I genitori si preoccupano tanto della salute fisica dei figli e si alleano e si battono in caso di malattie oncologiche o invalidanti dei figli, ma non fanno altrettanto per il “cancro” o le invalidità che causano dentro i figli in caso di rapporti conflittuali o altre scelte egoistiche o deleterie. L’infanzia negata diventa, poi, età adulta “legata” o “segata”.
Lo psichiatra tedesco Manfred Spitzer scrive: “L’esperienza dell’abbandono da parte dei genitori nella prima infanzia ha conseguenze notevoli per lo sviluppo del cervello” (in “Connessi e isolati. Un’epidemia silenziosa”, 2018). I genitori devono fare attenzione ad ogni forma di “abbandono”, tra cui la violazione degli obblighi di assistenza familiare (art. 570 cod. pen.).

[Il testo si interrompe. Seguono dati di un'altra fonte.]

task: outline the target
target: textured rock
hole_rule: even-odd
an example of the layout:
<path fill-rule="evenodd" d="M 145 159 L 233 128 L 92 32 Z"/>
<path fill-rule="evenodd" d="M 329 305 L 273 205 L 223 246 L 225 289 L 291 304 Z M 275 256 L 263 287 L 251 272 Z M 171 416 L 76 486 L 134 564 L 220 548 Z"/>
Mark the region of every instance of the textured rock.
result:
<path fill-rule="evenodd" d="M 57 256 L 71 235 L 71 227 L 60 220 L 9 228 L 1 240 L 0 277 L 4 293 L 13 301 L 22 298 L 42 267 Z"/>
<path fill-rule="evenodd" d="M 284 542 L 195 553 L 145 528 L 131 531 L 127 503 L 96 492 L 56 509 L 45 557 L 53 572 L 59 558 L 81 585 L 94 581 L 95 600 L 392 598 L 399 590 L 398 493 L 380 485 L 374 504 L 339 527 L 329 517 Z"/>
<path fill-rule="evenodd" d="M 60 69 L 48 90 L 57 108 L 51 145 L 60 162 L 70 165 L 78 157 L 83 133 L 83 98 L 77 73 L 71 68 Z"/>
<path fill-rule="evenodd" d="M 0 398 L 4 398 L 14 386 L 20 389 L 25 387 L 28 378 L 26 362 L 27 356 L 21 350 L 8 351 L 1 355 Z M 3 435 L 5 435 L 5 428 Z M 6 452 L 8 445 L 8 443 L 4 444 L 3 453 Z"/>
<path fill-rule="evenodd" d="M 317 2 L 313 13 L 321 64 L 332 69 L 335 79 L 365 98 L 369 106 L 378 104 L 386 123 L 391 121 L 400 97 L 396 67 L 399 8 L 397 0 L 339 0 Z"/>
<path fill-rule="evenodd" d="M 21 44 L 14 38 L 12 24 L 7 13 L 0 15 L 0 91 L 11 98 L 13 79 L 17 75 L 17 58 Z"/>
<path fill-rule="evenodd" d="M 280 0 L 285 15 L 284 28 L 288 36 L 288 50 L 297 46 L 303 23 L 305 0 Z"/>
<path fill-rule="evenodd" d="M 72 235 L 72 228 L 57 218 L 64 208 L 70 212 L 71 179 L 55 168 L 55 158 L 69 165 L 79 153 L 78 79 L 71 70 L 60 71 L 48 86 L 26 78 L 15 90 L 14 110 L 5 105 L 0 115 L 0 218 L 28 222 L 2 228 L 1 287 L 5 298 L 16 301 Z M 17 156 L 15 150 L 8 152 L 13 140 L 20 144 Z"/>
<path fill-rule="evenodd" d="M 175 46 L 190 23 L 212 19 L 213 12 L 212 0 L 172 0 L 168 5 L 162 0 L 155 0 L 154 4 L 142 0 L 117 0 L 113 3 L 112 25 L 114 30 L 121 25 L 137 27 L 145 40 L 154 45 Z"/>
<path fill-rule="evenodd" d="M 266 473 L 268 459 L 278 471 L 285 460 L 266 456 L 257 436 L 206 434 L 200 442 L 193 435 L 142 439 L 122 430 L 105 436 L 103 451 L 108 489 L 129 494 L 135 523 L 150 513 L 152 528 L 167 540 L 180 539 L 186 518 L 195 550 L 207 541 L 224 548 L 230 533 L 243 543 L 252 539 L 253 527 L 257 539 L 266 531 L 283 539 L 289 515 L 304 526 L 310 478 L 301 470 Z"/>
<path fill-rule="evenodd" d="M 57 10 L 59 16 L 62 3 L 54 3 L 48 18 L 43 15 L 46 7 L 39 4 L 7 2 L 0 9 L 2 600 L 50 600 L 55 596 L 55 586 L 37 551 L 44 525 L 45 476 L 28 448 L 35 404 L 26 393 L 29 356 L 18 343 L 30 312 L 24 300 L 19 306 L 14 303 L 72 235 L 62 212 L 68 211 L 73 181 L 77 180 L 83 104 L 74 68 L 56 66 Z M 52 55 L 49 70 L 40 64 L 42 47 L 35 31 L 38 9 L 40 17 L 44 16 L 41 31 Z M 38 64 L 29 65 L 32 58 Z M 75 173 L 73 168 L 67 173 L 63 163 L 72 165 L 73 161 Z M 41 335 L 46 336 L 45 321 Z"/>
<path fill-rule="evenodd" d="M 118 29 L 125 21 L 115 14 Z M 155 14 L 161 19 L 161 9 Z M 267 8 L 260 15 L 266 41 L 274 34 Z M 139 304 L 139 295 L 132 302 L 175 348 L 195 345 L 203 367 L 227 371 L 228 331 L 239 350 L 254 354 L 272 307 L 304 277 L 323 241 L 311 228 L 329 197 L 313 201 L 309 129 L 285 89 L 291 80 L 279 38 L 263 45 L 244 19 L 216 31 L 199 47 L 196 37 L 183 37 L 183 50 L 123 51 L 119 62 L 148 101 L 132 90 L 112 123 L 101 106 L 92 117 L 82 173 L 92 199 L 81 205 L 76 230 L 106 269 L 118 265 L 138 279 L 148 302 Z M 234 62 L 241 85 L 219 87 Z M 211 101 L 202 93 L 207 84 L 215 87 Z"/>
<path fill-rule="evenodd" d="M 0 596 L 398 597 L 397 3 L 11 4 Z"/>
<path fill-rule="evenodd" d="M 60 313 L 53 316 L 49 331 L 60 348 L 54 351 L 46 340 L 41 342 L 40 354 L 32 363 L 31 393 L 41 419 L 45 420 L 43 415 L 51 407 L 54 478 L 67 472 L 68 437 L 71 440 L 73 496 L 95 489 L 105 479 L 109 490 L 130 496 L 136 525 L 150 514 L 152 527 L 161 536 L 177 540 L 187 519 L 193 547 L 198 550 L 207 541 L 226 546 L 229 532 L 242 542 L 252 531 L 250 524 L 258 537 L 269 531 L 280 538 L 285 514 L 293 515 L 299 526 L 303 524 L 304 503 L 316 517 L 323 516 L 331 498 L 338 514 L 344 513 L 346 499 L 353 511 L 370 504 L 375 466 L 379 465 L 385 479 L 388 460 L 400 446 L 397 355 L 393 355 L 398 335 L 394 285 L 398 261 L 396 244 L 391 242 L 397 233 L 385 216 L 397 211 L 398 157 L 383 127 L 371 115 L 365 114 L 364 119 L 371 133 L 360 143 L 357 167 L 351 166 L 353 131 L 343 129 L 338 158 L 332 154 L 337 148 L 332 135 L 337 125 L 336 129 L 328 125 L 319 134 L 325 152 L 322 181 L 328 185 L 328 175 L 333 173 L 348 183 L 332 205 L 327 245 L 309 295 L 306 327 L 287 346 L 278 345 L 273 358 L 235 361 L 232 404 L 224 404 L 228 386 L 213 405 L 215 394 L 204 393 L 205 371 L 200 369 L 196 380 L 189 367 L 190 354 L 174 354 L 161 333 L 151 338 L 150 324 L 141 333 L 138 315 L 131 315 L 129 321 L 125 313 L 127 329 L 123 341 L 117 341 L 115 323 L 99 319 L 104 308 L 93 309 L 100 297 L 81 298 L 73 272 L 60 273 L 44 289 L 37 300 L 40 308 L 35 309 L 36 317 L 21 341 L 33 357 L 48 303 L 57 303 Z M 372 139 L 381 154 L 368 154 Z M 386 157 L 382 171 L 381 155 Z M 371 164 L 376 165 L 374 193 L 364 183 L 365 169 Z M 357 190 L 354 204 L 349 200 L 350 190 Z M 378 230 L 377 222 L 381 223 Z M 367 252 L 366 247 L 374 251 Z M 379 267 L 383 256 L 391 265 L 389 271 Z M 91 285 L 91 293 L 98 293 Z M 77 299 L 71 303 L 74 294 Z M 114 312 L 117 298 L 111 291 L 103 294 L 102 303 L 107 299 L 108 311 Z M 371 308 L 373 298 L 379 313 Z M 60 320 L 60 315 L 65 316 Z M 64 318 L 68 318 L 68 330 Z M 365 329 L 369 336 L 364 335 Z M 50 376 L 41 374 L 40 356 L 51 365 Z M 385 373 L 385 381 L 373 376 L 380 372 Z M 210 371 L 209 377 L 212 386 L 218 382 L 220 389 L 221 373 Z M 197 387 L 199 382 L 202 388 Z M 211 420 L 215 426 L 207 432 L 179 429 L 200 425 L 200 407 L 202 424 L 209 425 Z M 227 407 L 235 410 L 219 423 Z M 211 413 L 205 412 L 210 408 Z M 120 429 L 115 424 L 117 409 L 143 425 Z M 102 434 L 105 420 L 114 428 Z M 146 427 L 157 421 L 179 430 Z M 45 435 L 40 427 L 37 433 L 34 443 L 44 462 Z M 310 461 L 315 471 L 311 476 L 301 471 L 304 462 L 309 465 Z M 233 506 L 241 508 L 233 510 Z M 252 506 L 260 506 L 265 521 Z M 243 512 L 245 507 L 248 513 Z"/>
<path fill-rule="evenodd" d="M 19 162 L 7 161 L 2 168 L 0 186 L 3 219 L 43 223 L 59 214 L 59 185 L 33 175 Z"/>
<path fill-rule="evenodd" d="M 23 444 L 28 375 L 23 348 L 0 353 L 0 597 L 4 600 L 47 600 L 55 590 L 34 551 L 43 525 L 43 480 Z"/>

Un bambino di pochissimi anni d’età, poco distante dai genitori, con un ombrello più grande di lui: un’immagine simbolica di quei bambini che devono pararsi da tempeste, familiari e non, ed anche metafora del doversi preparare ad affrontare autonomamente le intemperie o intemperanze della vita.
Dalla parola “genitori” si ricava “torni” (plurale di “tornio”), perché insieme, con l’educazione coerente e corale con altri soggetti educativi, plasmano la massa della personalità del bambino che prenderà forma nel tempo. Solo, però, dalla parola al plurale “genitori” si ricava “origine”: questo è significativo per i genitori (attuali e potenziali) e per tutti.
Genitori, geni-tori: devono essere abili come geni e forti come tori e possibilmente in due, né di più né di meno. I genitori non devono, peraltro, fare i sindacalisti dei figli ma, piuttosto, i sindaci dei figli: dare orientamento all’amministrazione della loro vita, farsi aiutare da altri in questo compito, applicare la democrazia nelle relazioni, rispettare diritti e doveri di ognuno. E i figli sono e restano cittadini della loro vita.
“Il figlio è una cosa importante. – Non si finisce mai di imparare quanto!” (da una fiction). La prima cosa che devono imparare i genitori per essere genitori è che il figlio è altro da sé.